Airbus’ British operations are in danger as a result of Brexit uncertainty as it considers it “too dangerous” to continue with business as usual, the company’s boss said today.
“We have become increasingly frustrated with the lack of clarity and obviously now time is running out,” Tom Williams, Airbus’ chief operating officer, said on the BBC’s Today program.
Williams’ comments come on the back of a risk assessment released by Airbus Thursday in which the firm warned a no-deal Brexit would cause “severe disruption” to its operations in the U.K., where it employs 14,000 people directly and supports some 100,000 indirectly.
“We have to come to the point where we have to make serious decisions,” Williams said. “We’re talking about decisions in terms of safety stocks, buffer stocks of components, assuming there will be chaos at the borders and the material won’t be moving freely … we’re also talking about what will happen to components … which today are certified under [European Aviation Safety Agency] rules, and at the end of March next year those certifications will be invalid. Those components won’t be able to be fitted to airplanes.”
In its risk assessment, Airbus warned that a no-deal Brexit “would force Airbus to reconsider its investments in the U.K., and its long-term footprint in the country, severely undermining U.K. efforts to keep a competitive and innovative aerospace industry.” The report calculated that a hard Brexit would cost Airbus €1 billion a week.

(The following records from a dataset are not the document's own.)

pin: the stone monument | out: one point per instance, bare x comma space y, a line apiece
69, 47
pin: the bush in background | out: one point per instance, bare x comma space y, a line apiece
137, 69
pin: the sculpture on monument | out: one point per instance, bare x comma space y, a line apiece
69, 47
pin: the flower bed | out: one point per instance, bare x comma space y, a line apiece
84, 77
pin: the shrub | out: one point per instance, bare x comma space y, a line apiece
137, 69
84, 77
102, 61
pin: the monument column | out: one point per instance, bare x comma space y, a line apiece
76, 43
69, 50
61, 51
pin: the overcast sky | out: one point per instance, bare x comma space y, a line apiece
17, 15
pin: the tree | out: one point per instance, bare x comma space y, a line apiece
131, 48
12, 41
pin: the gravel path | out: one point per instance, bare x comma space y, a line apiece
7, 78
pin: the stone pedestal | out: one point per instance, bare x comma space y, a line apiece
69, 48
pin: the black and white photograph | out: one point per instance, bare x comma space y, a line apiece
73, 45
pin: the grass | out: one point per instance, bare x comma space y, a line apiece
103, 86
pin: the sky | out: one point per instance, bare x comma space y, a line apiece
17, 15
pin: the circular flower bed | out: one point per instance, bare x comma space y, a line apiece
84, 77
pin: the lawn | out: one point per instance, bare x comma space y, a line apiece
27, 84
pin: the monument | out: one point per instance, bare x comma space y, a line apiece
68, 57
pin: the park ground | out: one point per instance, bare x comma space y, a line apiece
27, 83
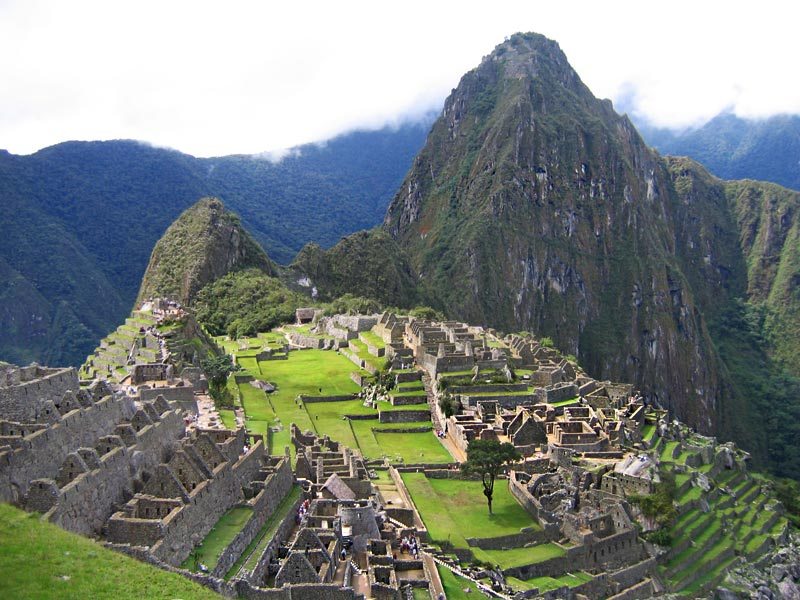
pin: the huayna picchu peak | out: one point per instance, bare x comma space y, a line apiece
205, 243
562, 367
534, 206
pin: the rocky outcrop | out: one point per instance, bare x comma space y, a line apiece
533, 205
203, 244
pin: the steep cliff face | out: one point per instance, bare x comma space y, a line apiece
369, 263
535, 206
203, 244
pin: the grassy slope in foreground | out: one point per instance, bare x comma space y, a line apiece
39, 560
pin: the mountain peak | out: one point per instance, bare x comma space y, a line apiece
203, 244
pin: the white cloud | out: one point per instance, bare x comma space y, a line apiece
214, 78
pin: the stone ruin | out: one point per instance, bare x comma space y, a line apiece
344, 512
597, 528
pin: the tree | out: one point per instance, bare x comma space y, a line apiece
489, 458
217, 369
448, 404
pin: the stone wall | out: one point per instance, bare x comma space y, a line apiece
515, 540
276, 486
357, 323
340, 398
503, 400
306, 341
26, 400
85, 504
259, 574
403, 416
41, 454
182, 394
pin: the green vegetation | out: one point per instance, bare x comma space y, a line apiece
77, 265
659, 505
454, 585
255, 549
369, 264
42, 561
243, 303
320, 372
764, 391
451, 510
220, 536
739, 521
203, 244
546, 584
217, 369
488, 459
735, 148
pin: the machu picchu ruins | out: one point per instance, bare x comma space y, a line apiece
323, 495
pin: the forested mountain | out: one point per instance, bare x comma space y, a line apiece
534, 206
735, 148
80, 220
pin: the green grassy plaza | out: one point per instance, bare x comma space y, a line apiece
222, 534
454, 510
327, 373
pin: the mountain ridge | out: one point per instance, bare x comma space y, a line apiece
104, 205
533, 205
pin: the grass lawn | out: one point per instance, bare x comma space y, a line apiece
456, 509
516, 557
228, 417
39, 560
373, 339
413, 447
666, 451
546, 584
222, 534
253, 552
567, 402
308, 371
416, 392
454, 585
305, 372
361, 351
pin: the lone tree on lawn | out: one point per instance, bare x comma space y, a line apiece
489, 458
217, 370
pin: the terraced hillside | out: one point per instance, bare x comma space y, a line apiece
41, 560
725, 515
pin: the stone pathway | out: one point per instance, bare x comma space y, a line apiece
208, 417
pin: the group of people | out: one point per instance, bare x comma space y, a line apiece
301, 512
409, 544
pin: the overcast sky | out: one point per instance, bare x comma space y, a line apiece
214, 78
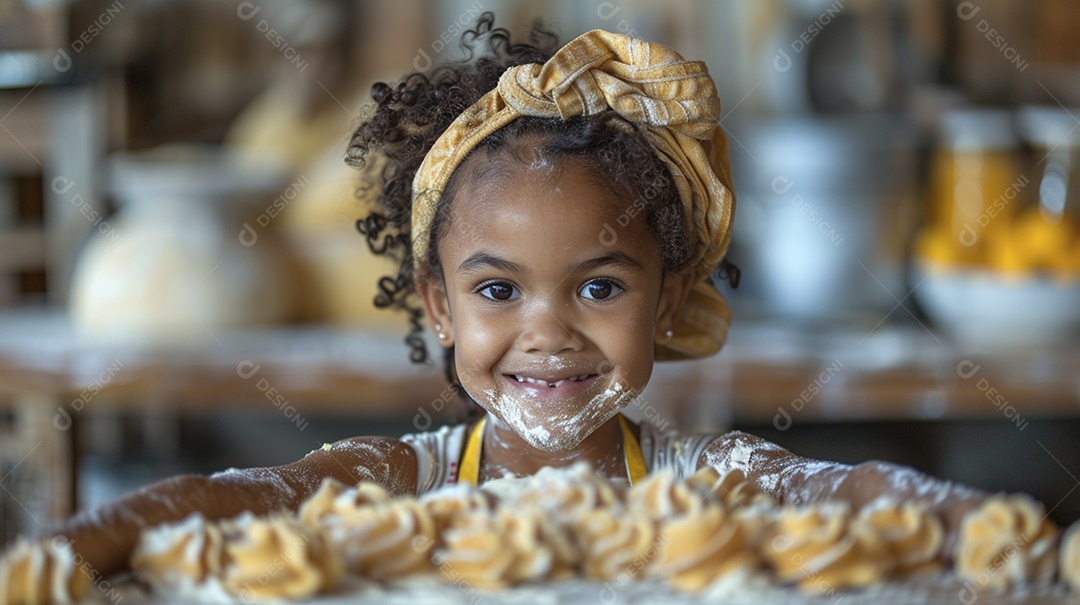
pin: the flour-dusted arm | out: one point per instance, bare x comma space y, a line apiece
794, 480
104, 538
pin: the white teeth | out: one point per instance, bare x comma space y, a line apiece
543, 382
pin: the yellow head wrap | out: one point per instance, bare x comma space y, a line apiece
647, 84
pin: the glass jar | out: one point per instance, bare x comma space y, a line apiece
975, 185
1045, 234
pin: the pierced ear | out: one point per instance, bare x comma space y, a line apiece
673, 296
437, 306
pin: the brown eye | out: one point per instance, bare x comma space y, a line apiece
499, 291
599, 290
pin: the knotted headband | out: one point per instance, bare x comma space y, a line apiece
647, 84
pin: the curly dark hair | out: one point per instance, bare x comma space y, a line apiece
409, 116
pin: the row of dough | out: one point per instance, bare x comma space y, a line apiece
561, 524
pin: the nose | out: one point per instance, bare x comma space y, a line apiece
548, 330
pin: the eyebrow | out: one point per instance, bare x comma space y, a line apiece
483, 259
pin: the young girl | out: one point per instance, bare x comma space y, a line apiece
558, 217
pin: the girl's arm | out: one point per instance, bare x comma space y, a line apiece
107, 536
794, 480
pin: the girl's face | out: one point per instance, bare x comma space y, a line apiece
553, 293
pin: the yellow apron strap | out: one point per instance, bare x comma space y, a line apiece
635, 462
470, 461
469, 472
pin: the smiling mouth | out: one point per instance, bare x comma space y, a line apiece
556, 384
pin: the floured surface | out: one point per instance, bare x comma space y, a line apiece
571, 536
744, 590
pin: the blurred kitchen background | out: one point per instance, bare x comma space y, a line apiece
183, 287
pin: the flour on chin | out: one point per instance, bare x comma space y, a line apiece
553, 431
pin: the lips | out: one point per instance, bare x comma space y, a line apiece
550, 384
553, 386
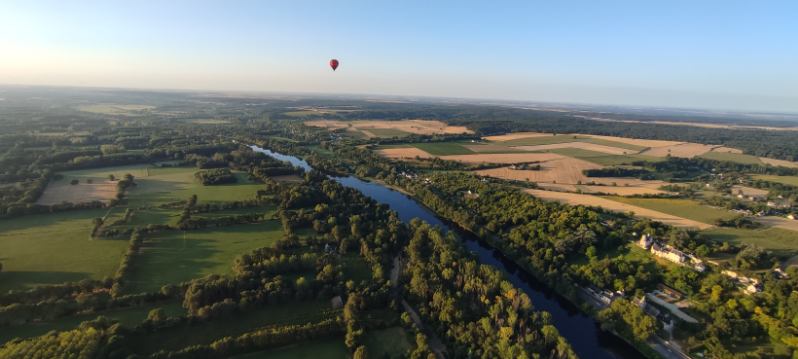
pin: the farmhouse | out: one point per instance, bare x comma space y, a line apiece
667, 252
748, 284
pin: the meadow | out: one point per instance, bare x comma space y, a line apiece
332, 348
127, 316
788, 180
234, 324
684, 208
177, 256
55, 248
780, 241
733, 157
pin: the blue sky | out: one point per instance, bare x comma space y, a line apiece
707, 54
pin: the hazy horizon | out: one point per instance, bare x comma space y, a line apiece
714, 55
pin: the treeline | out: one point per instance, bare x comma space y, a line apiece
215, 176
477, 311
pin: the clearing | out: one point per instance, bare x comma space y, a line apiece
62, 190
508, 158
115, 109
777, 163
419, 127
610, 205
177, 256
55, 248
580, 145
684, 208
781, 241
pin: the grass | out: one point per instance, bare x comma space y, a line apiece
443, 148
549, 140
387, 132
733, 157
684, 208
127, 316
55, 248
168, 258
788, 180
332, 348
356, 268
389, 342
603, 159
780, 241
232, 325
156, 185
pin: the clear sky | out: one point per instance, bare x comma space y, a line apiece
707, 54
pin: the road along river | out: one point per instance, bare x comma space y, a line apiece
581, 331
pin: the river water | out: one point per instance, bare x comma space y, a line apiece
581, 331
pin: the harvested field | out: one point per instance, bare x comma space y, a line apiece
726, 150
560, 171
508, 158
492, 148
590, 200
579, 145
516, 135
420, 127
637, 141
288, 178
779, 222
782, 163
749, 191
62, 191
620, 190
404, 152
686, 150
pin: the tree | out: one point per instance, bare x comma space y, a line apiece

In his Today interview, Williams said Airbus, which makes wings at its factory in Broughton in north Wales, needs clarity “over the next weeks.”
“We’re already beginning to press the button on our crisis actions,” he said. “It’s not a way-off decision, it’s a series of significant decisions that will accumulate over the next couple of months.”
Williams identified the “wing of the future” program, currently in development in the U.K., as being at risk. “Clearly now we’re seriously considering whether we should continue that development, or we should find alternate solutions,” he said.
Asked whether EU governments had put pressure on Airbus, a multinational European firm, to issue the warnings, Williams said: “No. I’m an engineer not a politician. I have to deal in certainty. We need to have clarity. We can’t continue with the current vacuum.”